Sexualité et cancer - Lever les tabous
10 octobre 2009
Chacun a le droit à une sexualité épanouie. Seulement, il arrive que certaines choses de
la vie interfèrent avec celle-ci et la rende moins accessible. Surmonter les difficultés et ten-
dre à retrouver des relations sexuelles harmonieuses lorsque l'on souffre d'un cancer n'est pas chose évidente. Guérir n'est pas tout, il faut pouvoir retrouver sa vie. A cet effet, un congrès sur la sexualité des personnes souffrant de cancer a eu lieu à Strasbourg les jeudi 20 et vendredi 21 décembre 2007. Cet évènement a mis en avant les complications sexuelles que peut apporter un cancer, tant au malade qu'à la personne partageant sa vie. Car il s'avère qu'une personne atteinte de cette maladie peut voir sa sexualité modifiée, voire réduite à néant. Certains cancers comme celui du sein, du col de l'utérus, des ovaires pour les femmes ou de la prostate, de la vésicule et des testicules pour les hommes sont à l'origine de la dégradation de la vie sexuelle des patients.
Les traitements, radiothérapie (traitement local de la tumeur par rayons ionisants), hormonothérapie (traitement hormonal pour certains cancers comme celui du sein) ou chimiothérapie (traitement général du cancer à l'aide de médicaments), peuvent également diminuer les envies sexuelles des patients ou de leurs partenaires. Les causes citées sont multiples allant de la crainte de blesser ou d'avoir mal à une fatigue extrême.
La chimiothérapie elle-même provoque parfois une irritation des muqueuses qui peut rendre les rapports sexuels douloureux.
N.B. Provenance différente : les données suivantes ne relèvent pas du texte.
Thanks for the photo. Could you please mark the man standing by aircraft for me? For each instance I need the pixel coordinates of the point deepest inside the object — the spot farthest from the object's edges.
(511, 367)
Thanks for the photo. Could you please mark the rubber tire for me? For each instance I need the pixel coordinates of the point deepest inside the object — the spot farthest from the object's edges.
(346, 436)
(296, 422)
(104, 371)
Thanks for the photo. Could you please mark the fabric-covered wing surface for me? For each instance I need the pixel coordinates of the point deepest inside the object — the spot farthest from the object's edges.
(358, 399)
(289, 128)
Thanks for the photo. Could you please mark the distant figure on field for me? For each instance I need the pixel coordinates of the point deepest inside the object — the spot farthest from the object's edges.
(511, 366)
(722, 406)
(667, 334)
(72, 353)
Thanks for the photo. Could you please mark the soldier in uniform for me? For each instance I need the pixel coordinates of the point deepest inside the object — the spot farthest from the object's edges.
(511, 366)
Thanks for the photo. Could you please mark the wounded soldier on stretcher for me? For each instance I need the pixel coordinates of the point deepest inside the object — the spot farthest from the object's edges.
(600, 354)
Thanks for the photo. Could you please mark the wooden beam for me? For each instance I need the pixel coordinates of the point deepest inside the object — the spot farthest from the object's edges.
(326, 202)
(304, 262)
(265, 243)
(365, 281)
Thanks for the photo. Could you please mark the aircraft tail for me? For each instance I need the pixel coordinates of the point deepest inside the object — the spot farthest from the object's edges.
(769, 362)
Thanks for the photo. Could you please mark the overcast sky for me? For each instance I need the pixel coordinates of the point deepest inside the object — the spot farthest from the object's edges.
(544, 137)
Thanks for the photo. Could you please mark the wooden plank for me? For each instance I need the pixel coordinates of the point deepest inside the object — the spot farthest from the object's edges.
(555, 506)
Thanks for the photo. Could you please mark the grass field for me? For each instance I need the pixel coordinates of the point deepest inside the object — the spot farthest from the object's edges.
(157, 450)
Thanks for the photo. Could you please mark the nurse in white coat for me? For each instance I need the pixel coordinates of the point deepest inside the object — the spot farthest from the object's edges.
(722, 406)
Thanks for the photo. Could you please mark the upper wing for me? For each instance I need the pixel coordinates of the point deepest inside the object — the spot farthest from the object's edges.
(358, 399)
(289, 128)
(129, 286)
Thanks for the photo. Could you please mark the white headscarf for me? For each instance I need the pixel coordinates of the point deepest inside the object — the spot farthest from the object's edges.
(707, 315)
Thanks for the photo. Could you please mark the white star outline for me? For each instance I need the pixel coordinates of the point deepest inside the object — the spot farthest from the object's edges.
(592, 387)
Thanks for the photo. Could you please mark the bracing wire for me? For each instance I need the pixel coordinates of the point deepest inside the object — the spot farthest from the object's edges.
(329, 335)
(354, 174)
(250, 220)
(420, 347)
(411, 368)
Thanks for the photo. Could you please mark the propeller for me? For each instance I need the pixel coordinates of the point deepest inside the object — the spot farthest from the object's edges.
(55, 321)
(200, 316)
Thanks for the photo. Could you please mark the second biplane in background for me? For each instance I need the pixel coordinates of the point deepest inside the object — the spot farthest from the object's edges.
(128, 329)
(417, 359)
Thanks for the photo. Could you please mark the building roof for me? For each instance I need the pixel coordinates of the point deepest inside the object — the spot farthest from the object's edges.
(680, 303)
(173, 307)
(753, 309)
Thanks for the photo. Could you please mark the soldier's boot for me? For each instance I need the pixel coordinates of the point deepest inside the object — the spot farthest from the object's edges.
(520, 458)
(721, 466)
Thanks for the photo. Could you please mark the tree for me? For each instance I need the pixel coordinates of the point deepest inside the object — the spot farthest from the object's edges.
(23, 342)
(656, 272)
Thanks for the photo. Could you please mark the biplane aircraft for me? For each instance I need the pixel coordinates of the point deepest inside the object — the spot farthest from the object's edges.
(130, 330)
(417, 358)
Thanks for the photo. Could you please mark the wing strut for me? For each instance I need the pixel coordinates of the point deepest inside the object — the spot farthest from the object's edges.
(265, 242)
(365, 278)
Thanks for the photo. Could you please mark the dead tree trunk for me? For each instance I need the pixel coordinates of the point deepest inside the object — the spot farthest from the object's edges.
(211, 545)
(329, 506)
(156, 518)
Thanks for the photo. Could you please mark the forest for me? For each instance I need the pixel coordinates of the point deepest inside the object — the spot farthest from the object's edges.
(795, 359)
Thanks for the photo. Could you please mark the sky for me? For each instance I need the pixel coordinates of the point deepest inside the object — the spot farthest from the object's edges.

Souvent accompagnée de nausées et de vomissements, elle peut être l'effet déclencheur d'une baisse de libido pour le patient. Le partenaire peut également ressentir une baisse de désir due à l'anxiété, à la peur de faire mal, au stress ou à la tristesse. Les modifications physiques (ablation d'un sein, chute de cheveux) peuvent également être un facteur déclencheur. La confiance en soi est anéantie, la maladie engendrant souvent une baisse de l'estime de soi. Les femmes craignent de ne plus être désirables, les hommes eux, de ne plus être performants. Or selon une étude, sur 100 patients, seulement la moitié révèlent avoir parlé de ses problèmes à son conjoint. Seulement 14% en ont parlé à un soignant.